Does something like this make sense? Services coordination on multiple servers is a good practice according to fsharp stack technology? I’ve only found an old msdn after a very quick googling https://msdn.microsoft.com/en-us/library/ms996526.aspx
Looks like the modern version is cloud coordination … Maybe Service Fabric

Someone from Haskell would mention distributed Stm…
Locks, Actors, And Stm In Pictures – adit.io
Aditya Bhargava’s personal blog.

dave.curylo [2:49 AM]
@giuliohome it looks like you are already connecting to a database, maybe? If so, I tend to think using that for the lock is easiest, or even using a library like quartz.net gives you scheduling of jobs on multiple machines. Using some cloud service just to coordinate that seems like a bit much to me, unless of course you can just schedule the whole job to run in the cloud, data and all. But if it has to reach back on premise, that’s a pain and probably a big point of failure.

giuliohome [2:50 AM]
Of course, all on premises

dave.curylo [2:51 AM]
Akka is a nice option, certainly you can have a cluster of actors and only one picks up the job.
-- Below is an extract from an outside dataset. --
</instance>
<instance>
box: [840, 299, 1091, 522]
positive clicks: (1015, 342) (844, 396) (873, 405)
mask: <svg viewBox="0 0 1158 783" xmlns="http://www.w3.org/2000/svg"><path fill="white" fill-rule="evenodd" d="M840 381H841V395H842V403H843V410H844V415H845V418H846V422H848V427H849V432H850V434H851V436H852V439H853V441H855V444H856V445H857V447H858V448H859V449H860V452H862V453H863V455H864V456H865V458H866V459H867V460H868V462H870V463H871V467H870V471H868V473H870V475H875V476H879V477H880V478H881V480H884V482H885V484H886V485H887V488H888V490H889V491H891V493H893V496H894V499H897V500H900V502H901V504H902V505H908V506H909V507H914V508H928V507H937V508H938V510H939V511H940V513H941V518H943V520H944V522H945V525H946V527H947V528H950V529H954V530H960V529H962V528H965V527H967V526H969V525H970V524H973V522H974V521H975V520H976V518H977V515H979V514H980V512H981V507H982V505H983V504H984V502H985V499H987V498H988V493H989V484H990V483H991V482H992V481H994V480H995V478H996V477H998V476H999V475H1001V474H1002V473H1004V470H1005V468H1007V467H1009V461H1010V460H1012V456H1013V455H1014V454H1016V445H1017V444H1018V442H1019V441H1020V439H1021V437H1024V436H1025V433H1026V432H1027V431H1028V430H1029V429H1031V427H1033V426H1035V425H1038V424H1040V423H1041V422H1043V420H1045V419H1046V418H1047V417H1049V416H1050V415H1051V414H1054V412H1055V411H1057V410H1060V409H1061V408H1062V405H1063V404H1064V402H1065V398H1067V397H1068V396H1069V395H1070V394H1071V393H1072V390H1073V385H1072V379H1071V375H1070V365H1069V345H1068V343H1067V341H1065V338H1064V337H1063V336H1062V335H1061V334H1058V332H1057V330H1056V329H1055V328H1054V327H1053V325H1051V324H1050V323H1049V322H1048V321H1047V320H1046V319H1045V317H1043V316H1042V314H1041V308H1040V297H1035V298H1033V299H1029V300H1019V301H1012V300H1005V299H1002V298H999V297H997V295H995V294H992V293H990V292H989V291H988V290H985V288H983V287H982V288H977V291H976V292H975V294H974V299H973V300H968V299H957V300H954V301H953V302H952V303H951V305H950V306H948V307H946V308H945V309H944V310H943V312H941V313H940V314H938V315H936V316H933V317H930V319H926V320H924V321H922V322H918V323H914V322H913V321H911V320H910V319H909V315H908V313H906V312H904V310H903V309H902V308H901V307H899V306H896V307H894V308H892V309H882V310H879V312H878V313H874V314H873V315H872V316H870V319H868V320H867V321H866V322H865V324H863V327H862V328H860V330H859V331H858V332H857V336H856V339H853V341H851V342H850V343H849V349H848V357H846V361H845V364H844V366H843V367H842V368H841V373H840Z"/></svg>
IIRC there is some ClusterSingleton actor that you can make that akka will do it’s best to keep only one instance running on the cluster.
If you’re going to have an actor system for the rest of this, that’s a good way to go.

giuliohome [2:56 AM]
I guess I could go with an ultra naive solution (shame on me): I have a time interval in the config for the timer to fire (and the code already checks for a previous execution)… so putting different config on different servers to make them check one after the other… Aside from this rough workaround I wanted to discuss the thing from a correct theoretical standpoint

dave.curylo [2:58 AM]
I think it’s important here to strike a balance between complexity of a distributed system and reliability of the job.

giuliohome [2:58 AM]
I was mentioning Akka because someone (ref. Scalaz and John Ⓐ De Goes) from FP sees it as an OOP “wrong” solution but again I completely agree with your comments above.
Thank you so much!

dave.curylo [3:00 AM]
If you have a lot of jobs and a lot of workers sort of polling a jobs table, taking locks, it gets to the point that it doesn’t really scale. Akka will scale like crazy, but it might be a complete architectural change that lands you with new problems (like cluster nodes to monitor).
Polling is one of those things that is incredibly reliable, because it survives even network partitions. So small scale, even if it seems naive, there is nothing wrong with it.

giuliohome [3:02 AM]
I will go with the simplest solution I described above. Glad to have your positive feedback about it!